The formal transformation that occurred in Dziedziora's art was marked by his abandonment of his legible figuration of the 1950s in favor of the deformation of later decades, an accenting of textures, and his dismantling of forms into arrangements of smaller elements modeled out of pulsating paint. This resulted in aesthetically refined compositions that contradicted the principles employed by "Arsenal artists" and acted counter to the intentions of the author, who struggled incessantly against his natural sensitivity for color and an inborn and ever more confident and mature ability to create paintings of exceptional beauty, enchanting for their refined, vibrating colors (Zbity / Beaten, 1985-86). Dziedziora often took years to complete a canvas, as if wanting in this way to neutralize the charm of its colors; often, however, he would achieve the opposite, only augmenting their beauty over time. He simply failed to complete many of his works. In his last paintings, which are almost abstract, the silhouettes of human figures (Postać milcząca / Silent Figure) or distant echoes of landscapes (Cimochowizna, 1979) are barely evident within the arrangements of color planes. The artist also left behind a series of black and white drawings; simplified yet dramatic, these are sometimes more directly expressive than his painted works.
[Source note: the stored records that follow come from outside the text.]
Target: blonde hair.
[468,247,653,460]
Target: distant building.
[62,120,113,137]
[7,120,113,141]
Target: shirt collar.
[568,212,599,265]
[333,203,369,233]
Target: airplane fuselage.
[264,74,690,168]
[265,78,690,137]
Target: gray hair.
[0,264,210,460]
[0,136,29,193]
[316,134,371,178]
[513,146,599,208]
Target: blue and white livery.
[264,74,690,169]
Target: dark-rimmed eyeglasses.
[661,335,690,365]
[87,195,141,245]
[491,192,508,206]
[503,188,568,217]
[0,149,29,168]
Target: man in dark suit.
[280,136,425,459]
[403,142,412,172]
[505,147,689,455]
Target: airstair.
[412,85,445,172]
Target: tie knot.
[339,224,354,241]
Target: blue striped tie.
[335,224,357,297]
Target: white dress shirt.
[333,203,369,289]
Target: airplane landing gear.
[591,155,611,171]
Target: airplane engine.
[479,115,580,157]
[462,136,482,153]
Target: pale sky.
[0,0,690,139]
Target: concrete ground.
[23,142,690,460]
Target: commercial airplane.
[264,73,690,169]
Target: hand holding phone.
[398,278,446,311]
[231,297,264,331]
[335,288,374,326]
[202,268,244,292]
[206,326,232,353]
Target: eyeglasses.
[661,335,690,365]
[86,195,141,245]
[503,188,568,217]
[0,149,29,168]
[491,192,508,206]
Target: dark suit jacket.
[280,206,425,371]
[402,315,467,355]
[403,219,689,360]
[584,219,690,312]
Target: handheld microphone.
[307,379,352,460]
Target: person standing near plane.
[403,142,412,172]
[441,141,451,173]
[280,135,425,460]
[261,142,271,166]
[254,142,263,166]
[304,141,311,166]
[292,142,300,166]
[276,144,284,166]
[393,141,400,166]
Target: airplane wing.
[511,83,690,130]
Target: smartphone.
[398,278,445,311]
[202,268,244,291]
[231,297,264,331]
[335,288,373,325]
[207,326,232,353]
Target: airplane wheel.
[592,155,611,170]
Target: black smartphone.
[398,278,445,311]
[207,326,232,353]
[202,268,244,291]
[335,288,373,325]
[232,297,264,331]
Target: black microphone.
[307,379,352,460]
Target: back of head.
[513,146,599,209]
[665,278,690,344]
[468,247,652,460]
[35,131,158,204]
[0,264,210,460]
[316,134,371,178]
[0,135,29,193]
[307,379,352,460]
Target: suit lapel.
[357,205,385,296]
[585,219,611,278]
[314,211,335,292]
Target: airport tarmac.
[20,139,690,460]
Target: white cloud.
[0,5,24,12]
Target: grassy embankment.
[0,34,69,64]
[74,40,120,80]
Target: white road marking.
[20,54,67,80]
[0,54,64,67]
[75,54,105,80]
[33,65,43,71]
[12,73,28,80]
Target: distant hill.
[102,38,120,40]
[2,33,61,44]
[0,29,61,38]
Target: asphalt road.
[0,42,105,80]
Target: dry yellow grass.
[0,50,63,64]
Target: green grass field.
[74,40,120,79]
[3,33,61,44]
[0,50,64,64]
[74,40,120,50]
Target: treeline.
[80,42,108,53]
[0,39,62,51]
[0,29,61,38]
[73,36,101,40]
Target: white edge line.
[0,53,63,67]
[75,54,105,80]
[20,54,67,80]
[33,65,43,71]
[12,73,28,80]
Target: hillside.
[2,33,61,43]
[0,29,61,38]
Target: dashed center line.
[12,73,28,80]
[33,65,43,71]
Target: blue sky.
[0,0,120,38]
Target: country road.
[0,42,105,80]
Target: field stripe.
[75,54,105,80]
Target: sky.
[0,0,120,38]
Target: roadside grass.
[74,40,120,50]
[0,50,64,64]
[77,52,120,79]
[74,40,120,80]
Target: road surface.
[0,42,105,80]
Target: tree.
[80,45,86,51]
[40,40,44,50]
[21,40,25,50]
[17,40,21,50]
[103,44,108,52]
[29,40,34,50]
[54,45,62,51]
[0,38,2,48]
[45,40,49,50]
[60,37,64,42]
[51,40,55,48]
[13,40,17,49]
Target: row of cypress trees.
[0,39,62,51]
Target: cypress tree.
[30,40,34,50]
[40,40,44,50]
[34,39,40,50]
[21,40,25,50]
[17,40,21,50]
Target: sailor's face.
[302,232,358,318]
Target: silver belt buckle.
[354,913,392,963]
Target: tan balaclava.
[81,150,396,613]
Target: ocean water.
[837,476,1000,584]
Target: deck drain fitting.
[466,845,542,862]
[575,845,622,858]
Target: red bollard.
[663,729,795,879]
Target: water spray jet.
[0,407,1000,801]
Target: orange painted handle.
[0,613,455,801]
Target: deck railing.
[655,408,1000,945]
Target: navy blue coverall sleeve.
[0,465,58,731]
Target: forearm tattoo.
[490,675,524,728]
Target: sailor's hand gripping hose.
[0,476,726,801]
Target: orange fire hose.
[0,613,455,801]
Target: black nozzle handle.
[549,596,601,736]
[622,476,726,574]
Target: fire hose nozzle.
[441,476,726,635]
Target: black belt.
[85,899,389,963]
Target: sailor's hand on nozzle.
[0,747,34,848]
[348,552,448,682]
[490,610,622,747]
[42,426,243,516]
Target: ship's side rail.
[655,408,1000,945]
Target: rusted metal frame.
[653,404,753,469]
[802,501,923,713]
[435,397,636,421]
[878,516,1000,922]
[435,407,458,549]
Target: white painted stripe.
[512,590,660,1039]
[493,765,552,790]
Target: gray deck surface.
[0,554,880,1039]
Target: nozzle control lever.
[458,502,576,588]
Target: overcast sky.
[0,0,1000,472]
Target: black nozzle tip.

Examined as a whole, this outstanding artist's output is exceptional in the context of Polish art, and his uncompromising stance impresses if only through unflinching openness and honesty. During recent decades audiences have been reminded of his paintings by Jacek A. Zieliński, curator of the "Krąg Arsenalu" ("Arsenal Circle") Collection at the Jan Dekert Lubuskie Museum (formerly the Regional Museum) in the city of Gorzów Wielkopolski. The collection of this museum includes the afore-mentioned painting Posiłek / The Meal (exhibited alongside Oberländer's Cebule / Onions). The first posthumous solo exhibition of Dziedziora's work was held at the Museum of the Academy of Fine Arts in Warsaw in 1990. However, the monographic exhibition organized at Warsaw's Zachęta Contemporary Art Gallery in 1994 proved to be the first true summation of the artist's achievements.
Author: Malgorzata Kitowska-Lysiak, Art History Institute of the Catholic University of Lublin, Faculty of Art Theory and the History of Artistic Doctrines, December 2001.